As the coronavirus spreads, every business is likely thinking about how it will impact their ability to deliver or pay for goods and services. Pandemics such as COVID-19 may provide a valid reason for nonperformance of a contract, but it depends on the circumstances and the language of the force majeure clause.
A force majeure clause is a common contract clause that excuses a party’s inability to perform its obligations under the contract because of an unforeseeable extraordinary event or circumstance beyond the control of the parties. Examples of events that may trigger the clause include war, strikes, acts of God (earthquake, flood, hurricane, etc.) and epidemics. However, all of these may not be covered in relation to a particular contract as the specific language of force majeure clauses may vary.
In order for a party to rely on the force majeure clause to avoid their contractual obligations, it must be determined whether the clause applies to the situation at hand. The first step is to examine the contract language. Some contracts list specific events that are covered while others have broad categories or a catch-all that applies to any events outside the reasonable control of the party affected.
The event at issue must also have been unforeseeable at the time the contract was signed. For instance, if a business contracted with a party who was already dealing with delays due to the coronavirus, further delays would not be deemed unforeseeable.
There also must be a causal link between the event and the resulting non-performance. For example, a manufacturer could be excused from nonperformance if it could not get supplies because its suppliers had to close their facilities due to the coronavirus. A movie or theatrical production may be shut down if actors and crew are prohibited from traveling due to coronavirus-related travel bans or audiences cannot attend because of a ban on large gatherings. However, an employee who always worked from home and whose ability to do so has not been hampered by the pandemic may not be excused from performance.

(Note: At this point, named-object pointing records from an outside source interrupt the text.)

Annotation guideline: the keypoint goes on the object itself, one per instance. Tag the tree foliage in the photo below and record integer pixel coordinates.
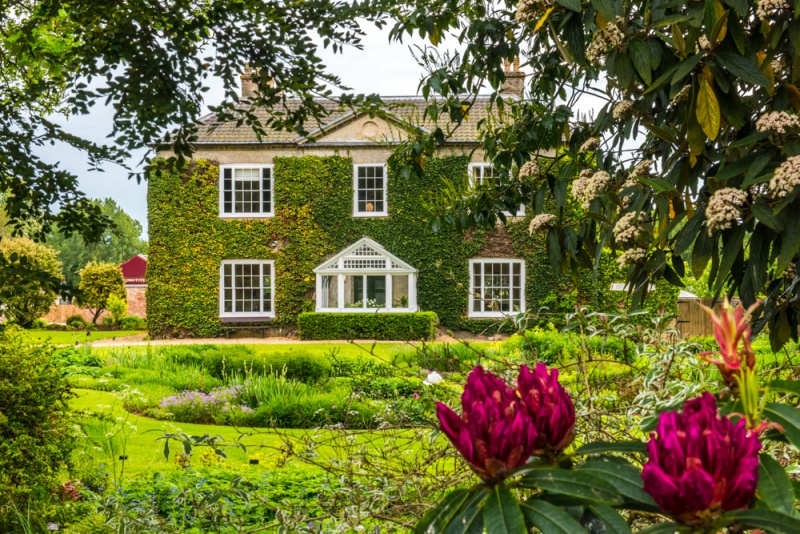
(118, 242)
(705, 90)
(99, 282)
(26, 302)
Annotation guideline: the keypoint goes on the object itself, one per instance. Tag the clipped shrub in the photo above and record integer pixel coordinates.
(132, 322)
(36, 425)
(385, 326)
(100, 280)
(76, 321)
(27, 302)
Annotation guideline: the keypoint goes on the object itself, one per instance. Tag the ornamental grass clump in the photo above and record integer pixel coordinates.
(494, 432)
(700, 463)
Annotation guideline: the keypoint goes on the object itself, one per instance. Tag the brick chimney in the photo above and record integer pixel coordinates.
(515, 80)
(249, 86)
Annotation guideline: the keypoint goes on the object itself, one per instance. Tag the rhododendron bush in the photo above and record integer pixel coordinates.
(705, 467)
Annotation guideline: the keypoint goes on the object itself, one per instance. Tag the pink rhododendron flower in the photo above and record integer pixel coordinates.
(494, 432)
(549, 405)
(700, 463)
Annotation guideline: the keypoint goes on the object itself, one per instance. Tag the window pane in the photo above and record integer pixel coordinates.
(376, 291)
(354, 291)
(400, 291)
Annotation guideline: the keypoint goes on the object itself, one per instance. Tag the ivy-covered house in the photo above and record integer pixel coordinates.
(258, 231)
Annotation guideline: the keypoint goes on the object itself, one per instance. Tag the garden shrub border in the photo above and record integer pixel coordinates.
(383, 326)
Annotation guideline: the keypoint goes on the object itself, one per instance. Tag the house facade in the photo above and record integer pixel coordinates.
(256, 231)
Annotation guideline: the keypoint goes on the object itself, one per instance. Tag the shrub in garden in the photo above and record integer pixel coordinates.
(25, 303)
(389, 326)
(703, 467)
(36, 427)
(100, 280)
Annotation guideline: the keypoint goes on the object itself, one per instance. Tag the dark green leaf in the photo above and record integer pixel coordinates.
(774, 486)
(786, 416)
(549, 519)
(772, 522)
(744, 68)
(437, 519)
(502, 512)
(573, 483)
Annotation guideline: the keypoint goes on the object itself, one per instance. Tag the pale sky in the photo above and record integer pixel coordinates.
(379, 68)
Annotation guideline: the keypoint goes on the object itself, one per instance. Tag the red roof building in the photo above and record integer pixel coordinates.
(134, 271)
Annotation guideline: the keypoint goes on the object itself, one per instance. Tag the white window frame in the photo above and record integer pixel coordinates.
(337, 269)
(473, 181)
(385, 211)
(255, 215)
(261, 314)
(515, 307)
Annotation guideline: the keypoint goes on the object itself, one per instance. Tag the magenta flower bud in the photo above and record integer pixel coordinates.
(549, 406)
(493, 433)
(700, 463)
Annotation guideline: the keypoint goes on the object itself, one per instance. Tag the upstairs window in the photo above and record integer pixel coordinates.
(246, 191)
(485, 175)
(369, 191)
(497, 287)
(247, 288)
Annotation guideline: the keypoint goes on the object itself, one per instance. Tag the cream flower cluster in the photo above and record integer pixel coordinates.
(777, 121)
(541, 222)
(724, 209)
(603, 41)
(629, 227)
(589, 186)
(622, 110)
(529, 10)
(530, 169)
(590, 144)
(786, 178)
(632, 256)
(766, 8)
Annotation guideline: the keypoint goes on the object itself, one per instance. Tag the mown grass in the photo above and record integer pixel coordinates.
(67, 337)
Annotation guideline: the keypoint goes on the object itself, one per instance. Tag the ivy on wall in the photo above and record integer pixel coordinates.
(313, 220)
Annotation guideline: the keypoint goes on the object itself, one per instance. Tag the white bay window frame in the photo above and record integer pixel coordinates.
(365, 258)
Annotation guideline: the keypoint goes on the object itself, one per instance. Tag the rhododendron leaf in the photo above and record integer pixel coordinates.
(574, 483)
(439, 517)
(772, 522)
(470, 520)
(550, 519)
(774, 486)
(603, 447)
(786, 416)
(502, 514)
(626, 479)
(786, 386)
(606, 519)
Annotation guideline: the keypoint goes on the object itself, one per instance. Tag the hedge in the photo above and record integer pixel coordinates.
(389, 326)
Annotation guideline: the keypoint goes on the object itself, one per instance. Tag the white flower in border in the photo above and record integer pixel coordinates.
(433, 379)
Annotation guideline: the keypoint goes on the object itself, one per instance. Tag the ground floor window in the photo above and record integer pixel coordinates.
(497, 287)
(366, 277)
(247, 288)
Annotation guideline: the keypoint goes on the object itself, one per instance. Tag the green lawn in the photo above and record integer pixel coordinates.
(65, 337)
(145, 453)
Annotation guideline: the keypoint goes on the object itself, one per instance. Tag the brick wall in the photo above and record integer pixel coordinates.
(137, 305)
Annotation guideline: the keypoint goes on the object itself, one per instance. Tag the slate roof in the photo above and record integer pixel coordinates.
(404, 109)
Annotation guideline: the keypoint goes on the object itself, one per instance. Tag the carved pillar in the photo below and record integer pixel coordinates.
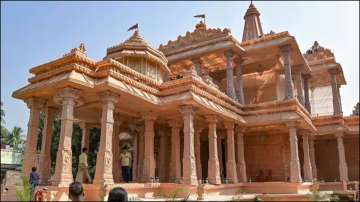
(141, 154)
(335, 92)
(104, 159)
(85, 135)
(295, 174)
(306, 78)
(213, 165)
(307, 163)
(198, 131)
(149, 159)
(45, 156)
(230, 91)
(63, 170)
(219, 149)
(230, 160)
(134, 155)
(35, 106)
(175, 164)
(342, 159)
(312, 157)
(197, 65)
(189, 164)
(241, 165)
(239, 84)
(299, 87)
(116, 154)
(289, 92)
(162, 153)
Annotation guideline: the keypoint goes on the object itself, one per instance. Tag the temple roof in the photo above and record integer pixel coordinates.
(321, 60)
(317, 52)
(252, 28)
(199, 35)
(137, 46)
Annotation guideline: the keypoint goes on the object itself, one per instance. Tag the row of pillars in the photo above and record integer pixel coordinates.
(236, 171)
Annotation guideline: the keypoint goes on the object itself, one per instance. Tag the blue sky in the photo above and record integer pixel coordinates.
(33, 33)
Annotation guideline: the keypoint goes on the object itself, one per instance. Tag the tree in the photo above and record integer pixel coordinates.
(15, 138)
(356, 111)
(4, 131)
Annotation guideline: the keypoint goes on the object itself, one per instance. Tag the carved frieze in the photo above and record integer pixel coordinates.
(317, 52)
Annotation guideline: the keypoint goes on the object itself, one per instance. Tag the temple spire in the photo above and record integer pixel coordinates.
(252, 28)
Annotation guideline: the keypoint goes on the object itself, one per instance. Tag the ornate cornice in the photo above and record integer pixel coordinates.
(195, 37)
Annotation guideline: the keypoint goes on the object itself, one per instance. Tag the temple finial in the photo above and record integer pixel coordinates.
(252, 28)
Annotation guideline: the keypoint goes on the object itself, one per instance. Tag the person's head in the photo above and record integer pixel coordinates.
(117, 194)
(76, 191)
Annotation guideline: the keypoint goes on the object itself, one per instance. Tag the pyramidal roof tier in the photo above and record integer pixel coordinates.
(136, 46)
(252, 28)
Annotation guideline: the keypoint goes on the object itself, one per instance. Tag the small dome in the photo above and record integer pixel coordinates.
(136, 53)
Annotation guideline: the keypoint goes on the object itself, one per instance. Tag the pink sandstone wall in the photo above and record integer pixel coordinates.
(266, 152)
(352, 157)
(327, 161)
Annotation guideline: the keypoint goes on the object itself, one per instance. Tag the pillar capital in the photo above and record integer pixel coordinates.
(175, 124)
(68, 95)
(108, 96)
(198, 130)
(228, 53)
(285, 49)
(306, 76)
(35, 102)
(333, 71)
(229, 125)
(291, 124)
(240, 130)
(187, 109)
(211, 118)
(339, 134)
(149, 116)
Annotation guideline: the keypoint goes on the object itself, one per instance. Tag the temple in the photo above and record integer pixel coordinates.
(203, 108)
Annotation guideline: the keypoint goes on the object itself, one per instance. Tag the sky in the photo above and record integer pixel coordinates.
(33, 33)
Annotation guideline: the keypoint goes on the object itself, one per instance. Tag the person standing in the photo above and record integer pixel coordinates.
(125, 158)
(83, 174)
(34, 179)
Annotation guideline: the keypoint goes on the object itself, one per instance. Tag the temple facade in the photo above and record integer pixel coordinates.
(205, 107)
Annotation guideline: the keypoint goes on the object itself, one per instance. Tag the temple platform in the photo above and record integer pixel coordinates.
(144, 191)
(266, 191)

Some force majeure clauses will allow for more discretion in applying the provision than others. For example, a commercial office lease may permit a tenant to pause its payment obligations if it voluntarily opts to work from home out of an abundance of caution. However, other contracts will require a government mandate requiring all non-essential persons to stay at home before triggering the force majeure clause.
Finally, the effects of the force majeure event must be so severe that the contractual obligations cannot be performed. If the manufacturer in the example above could easily find alternative suppliers or the original supplier was only minimally delayed, then the clause may not apply. Simply having some additional costs or reduced profit is not considered to be severe enough to trigger the clause. However, courts will evaluate what is reasonable and consider the additional cost and burdens involved, when determining whether the force majeure clause should be applied.
If the force majeure clause does apply, the nonperforming party’s obligations may be suspended while the force majeure event lasts. Where the event lasts a prolonged period, the parties may be entitled to terminate the contract.
If the clause does not apply but a party has been affected by an event outside their control, it may be beneficial to discuss the matter with the other side to try to renegotiate the contract. In any event, it is essential to examine insurance coverage for business losses as well as consult an attorney to discuss legal remedies.